When we run `optimiser.step()`

in the PyTorch model, both \(b_{ii}\) and
\(b_{hi}\) are updated while updating only one of them should be enough, or
updating both by half the amount.

From this we can explain why the PyTorch model has a higher error in general and horribly failed to predict the unseen validation data.

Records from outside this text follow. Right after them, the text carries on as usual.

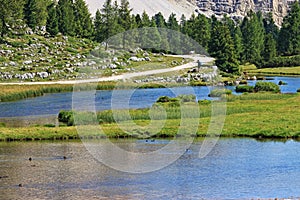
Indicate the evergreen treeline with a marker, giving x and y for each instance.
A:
(256, 39)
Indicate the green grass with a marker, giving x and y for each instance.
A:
(19, 92)
(292, 71)
(258, 115)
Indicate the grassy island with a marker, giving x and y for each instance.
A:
(258, 115)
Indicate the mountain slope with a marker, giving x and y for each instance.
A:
(234, 8)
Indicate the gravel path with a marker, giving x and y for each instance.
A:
(192, 64)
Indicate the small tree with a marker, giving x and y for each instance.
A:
(52, 20)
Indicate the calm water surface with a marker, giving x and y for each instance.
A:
(51, 104)
(235, 169)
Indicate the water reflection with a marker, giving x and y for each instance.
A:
(236, 168)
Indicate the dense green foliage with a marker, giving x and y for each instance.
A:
(219, 92)
(255, 39)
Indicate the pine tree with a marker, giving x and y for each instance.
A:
(173, 34)
(269, 51)
(66, 18)
(52, 20)
(143, 32)
(160, 20)
(138, 21)
(238, 42)
(289, 36)
(109, 21)
(83, 21)
(270, 26)
(125, 19)
(221, 47)
(98, 27)
(153, 37)
(30, 13)
(10, 12)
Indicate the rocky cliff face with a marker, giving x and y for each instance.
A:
(239, 8)
(234, 8)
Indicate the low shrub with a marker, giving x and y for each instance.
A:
(66, 117)
(244, 88)
(282, 83)
(266, 87)
(187, 98)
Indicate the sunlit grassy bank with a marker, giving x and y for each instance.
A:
(260, 115)
(18, 92)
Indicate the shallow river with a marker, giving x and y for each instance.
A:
(51, 104)
(235, 169)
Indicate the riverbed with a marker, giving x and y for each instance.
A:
(51, 104)
(235, 169)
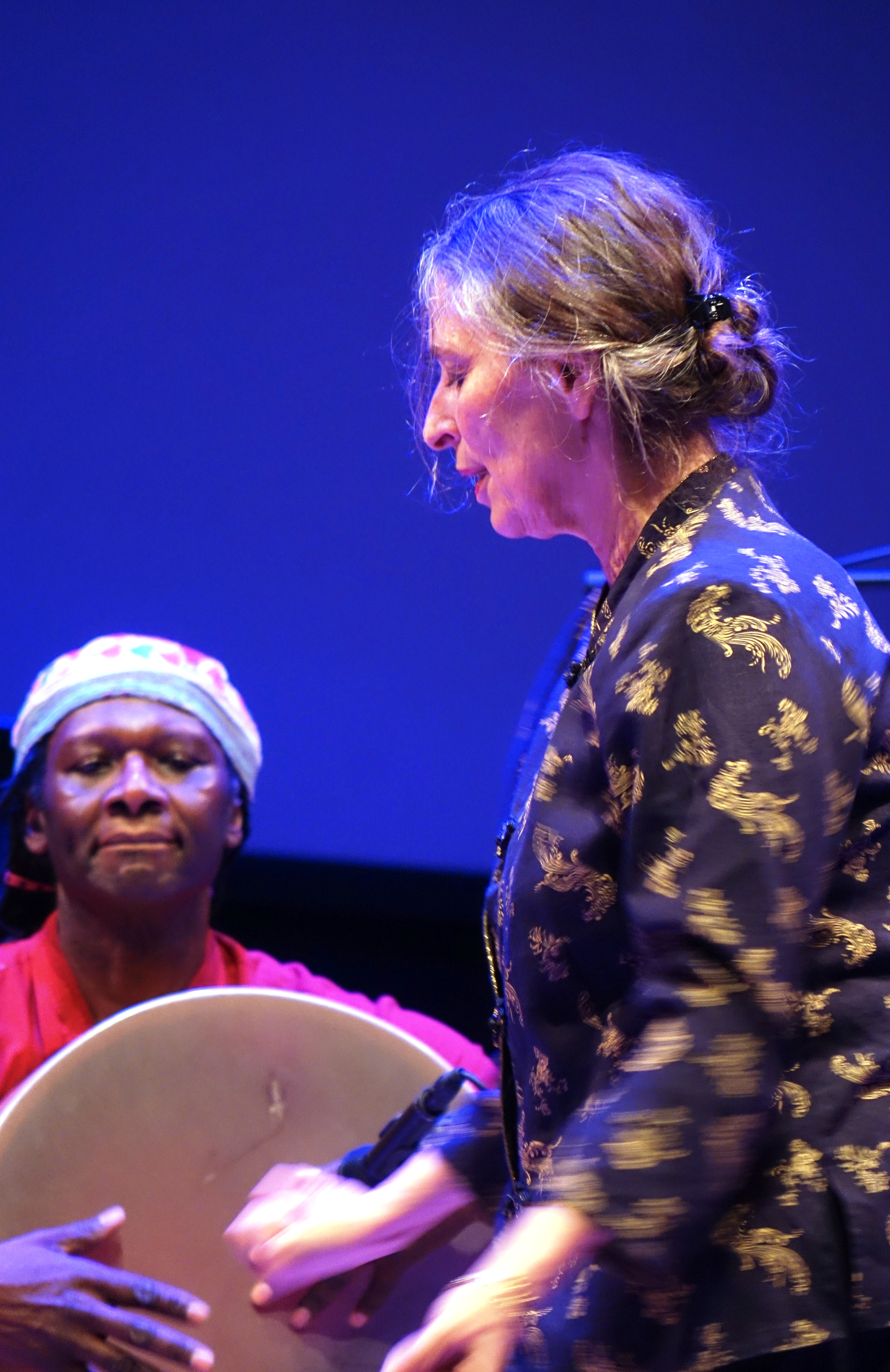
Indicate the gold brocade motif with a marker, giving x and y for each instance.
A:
(788, 916)
(714, 1352)
(616, 643)
(864, 1165)
(712, 987)
(708, 916)
(646, 1138)
(758, 811)
(677, 545)
(764, 1248)
(856, 710)
(546, 780)
(789, 732)
(880, 765)
(859, 854)
(612, 1040)
(859, 942)
(644, 687)
(626, 790)
(588, 1013)
(859, 1071)
(753, 523)
(745, 632)
(662, 1042)
(797, 1097)
(512, 998)
(585, 702)
(800, 1169)
(544, 1082)
(803, 1334)
(733, 1064)
(537, 1160)
(662, 873)
(549, 949)
(648, 1219)
(874, 634)
(840, 604)
(815, 1016)
(694, 746)
(570, 873)
(771, 570)
(775, 998)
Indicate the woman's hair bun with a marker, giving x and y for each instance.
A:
(738, 360)
(593, 253)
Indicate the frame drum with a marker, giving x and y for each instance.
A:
(176, 1108)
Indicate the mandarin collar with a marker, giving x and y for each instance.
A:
(687, 498)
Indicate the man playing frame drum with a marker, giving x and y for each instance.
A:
(136, 762)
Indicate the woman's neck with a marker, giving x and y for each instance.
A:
(618, 518)
(121, 957)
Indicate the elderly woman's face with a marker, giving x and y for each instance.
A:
(511, 431)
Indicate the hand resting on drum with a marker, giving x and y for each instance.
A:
(59, 1309)
(306, 1229)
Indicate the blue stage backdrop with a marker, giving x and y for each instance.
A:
(210, 217)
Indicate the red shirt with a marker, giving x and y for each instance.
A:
(43, 1009)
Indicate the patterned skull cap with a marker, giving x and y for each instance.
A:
(153, 669)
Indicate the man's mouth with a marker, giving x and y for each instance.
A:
(136, 842)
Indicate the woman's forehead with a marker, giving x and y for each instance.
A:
(132, 717)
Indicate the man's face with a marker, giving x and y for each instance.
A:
(138, 803)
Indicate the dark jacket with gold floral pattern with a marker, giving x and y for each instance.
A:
(690, 936)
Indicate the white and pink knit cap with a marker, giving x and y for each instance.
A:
(153, 669)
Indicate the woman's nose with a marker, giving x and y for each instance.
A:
(439, 427)
(135, 787)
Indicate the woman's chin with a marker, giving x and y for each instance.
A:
(505, 521)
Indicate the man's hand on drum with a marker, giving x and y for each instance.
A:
(306, 1231)
(61, 1311)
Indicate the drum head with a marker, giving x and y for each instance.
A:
(176, 1109)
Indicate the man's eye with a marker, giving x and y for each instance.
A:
(177, 763)
(90, 766)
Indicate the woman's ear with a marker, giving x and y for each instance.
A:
(577, 376)
(35, 829)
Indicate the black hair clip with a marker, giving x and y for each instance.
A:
(705, 311)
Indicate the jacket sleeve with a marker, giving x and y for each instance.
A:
(748, 758)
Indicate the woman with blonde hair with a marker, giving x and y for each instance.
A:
(687, 918)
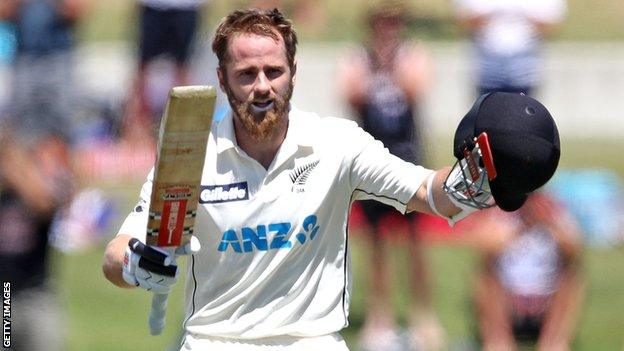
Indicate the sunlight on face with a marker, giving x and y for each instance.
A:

We can indeed use no bias in LSTM layers by modifying the code into (PyTorch):

```
class Model(nn.Module):
'LSTM neural network model in PyTorch'
def __init__(self, input_dim=1, hidden_dim=50, output_dim=1, num_layers=1, dropout=0.2):
super(Model, self).__init__()
self.input_dim = input_dim
self.hidden_dim = hidden_dim
self.output_dim = output_dim
# LSTM multilayer and dense layer
self.lstm = nn.LSTM(self.input_dim, self.hidden_dim, num_layers, dropout=dropout, bias=False, batch_first=True)
self.dropout = nn.Dropout(p=dropout)
self.linear = nn.Linear(self.hidden_dim, self.output_dim)
```

and (Tensorflow):

```
model = tf.keras.Sequential([
tf.keras.layers.LSTM(units=dim_h, return_sequences=True, use_bias=False, input_shape=(winsize,dim_i)),
tf.keras.layers.Dropout(p_dropout),
tf.keras.layers.LSTM(units=dim_h, return_sequences=True, use_bias=False),
tf.keras.layers.Dropout(p_dropout),
tf.keras.layers.LSTM(units=dim_h, return_sequences=True, use_bias=False),
tf.keras.layers.Dropout(p_dropout),
tf.keras.layers.LSTM(units=dim_h, use_bias=False), # no return_sequences at last LSTM stacking
tf.keras.layers.Dropout(p_dropout),
tf.keras.layers.Dense(units=dim_o) # regression, single output
])
```

and the chart will be like this (PyToch):

and this (Tensorflow):

Without bias terms, the Tensorflow version will be worse. That is expected. However, PyTorch will perform better and produce a model closer than that of Tensorflow. This is yet another support to the argument that we should apply the simplest model in machine learning. Never overkill your data.